BEIJING (Reuters) - Hong Kong stocks fell on Wednesday as concerns on property and tech valuations hurt investor confidence after a United States tech sell-off triggered by a steep drop in Twitter's share-price.
China shares were also weak after a private survey showed that growth in the country's service sector slowed, though property stocks marginally outperformed.
By midday, the Hang Seng Index was down 1.1 per cent at 21,738.66 points. The China Enterprises Index of the top Chinese listings in Hong Kong dropped 0.8 per cent.
The CSI300 index of the largest Shanghai and Shenzhen A-share listings was down 0.4 per cent, as was the Shanghai Composite Index, at 2020.38 points.
In New York overnight, shares of Twitter fell 18 per cent.
US tech woes spilled over into Hong Kong, with the HSI information technology subindex down 3.2 per cent to its lowest level since Dec 27 amid persisting global concerns about overvaluations in the sector.

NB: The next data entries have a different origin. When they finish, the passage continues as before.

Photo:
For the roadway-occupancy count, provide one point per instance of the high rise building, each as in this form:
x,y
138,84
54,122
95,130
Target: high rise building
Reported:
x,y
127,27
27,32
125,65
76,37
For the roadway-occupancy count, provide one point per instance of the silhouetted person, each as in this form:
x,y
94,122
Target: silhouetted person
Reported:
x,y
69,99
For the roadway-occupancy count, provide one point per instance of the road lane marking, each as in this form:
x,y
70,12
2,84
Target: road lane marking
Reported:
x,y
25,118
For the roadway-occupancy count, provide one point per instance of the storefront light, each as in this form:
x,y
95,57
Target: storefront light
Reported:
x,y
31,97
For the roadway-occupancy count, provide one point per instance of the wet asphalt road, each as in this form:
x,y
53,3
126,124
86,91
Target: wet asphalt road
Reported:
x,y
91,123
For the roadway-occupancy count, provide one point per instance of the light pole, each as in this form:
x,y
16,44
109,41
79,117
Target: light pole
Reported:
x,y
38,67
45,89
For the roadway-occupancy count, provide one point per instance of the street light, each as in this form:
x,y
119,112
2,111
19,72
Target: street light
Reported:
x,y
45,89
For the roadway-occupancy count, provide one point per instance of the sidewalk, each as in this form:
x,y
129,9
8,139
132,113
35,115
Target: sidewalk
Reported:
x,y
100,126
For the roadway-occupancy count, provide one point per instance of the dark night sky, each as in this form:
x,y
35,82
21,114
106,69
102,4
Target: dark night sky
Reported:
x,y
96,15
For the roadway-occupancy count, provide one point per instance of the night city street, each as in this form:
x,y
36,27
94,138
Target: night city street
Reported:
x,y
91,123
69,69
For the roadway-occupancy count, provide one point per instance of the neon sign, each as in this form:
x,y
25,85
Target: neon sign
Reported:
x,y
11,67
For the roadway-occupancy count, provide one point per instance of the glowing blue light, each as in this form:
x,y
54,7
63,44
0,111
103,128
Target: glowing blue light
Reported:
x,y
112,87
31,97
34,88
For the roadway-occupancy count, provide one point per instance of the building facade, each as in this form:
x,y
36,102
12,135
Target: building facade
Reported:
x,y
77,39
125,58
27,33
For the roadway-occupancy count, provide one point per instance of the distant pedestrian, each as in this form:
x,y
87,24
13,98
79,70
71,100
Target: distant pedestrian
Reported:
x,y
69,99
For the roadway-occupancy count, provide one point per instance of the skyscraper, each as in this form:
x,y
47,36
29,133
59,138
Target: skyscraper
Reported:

"It's a sentiment thing. Overnight we had across the board selling in the US triggered by Twitter," said Alex Wong, a director at Ample Finance Group, who pointed out that even social media platform YY Inc shares fell in the US, despite the firm issuing encouraging earnings.
Index heavyweight Tencent Holdings was down 3.5 per cent. The stock came under extra pressure after its main rival Alibaba filed its initial public offering prospectus in the US on Tuesday, bringing the Chinese tech giant a step closer to listing.
But movement on the Alibaba IPO provided a boost for Wasu Media Holding, which jumped 5.7 per cent. Alibaba founder Jack Ma and other partners own 20 per cent in the firm.
The Hong Kong real estate subindex dropped 1.9 per cent, as investors worried about local demand for housing and exposure to the sector in the mainland.
China Resources Land was down 5.1 per cent and China Overseas Land and Investment lost 4.0 per cent. Wharf Holdings shed 3.1 per cent.
Mainland stocks slackened across the board, after the Markit/HSBC services Purchasing Managers' Index (PMI) showed growth in the sector slipped to 51.4 in April from March's 51.9, adding to an increasingly cloudy outlook for the world's second-largest economy.
But mainland property shares marginally outdid the main indexes, falling just 0.1 per cent, after having lost 5.4 per cent over the previous four days as evidence of distress in the sector grew.
Shares of China Railway Construction Corp rose 3.3 per cent in Shanghai to their highest in three weeks, and gained 0.7 per cent in Hong Kong after the railway builder said it signed a US$13.1 billion deal for a high-speed railway in Nigeria.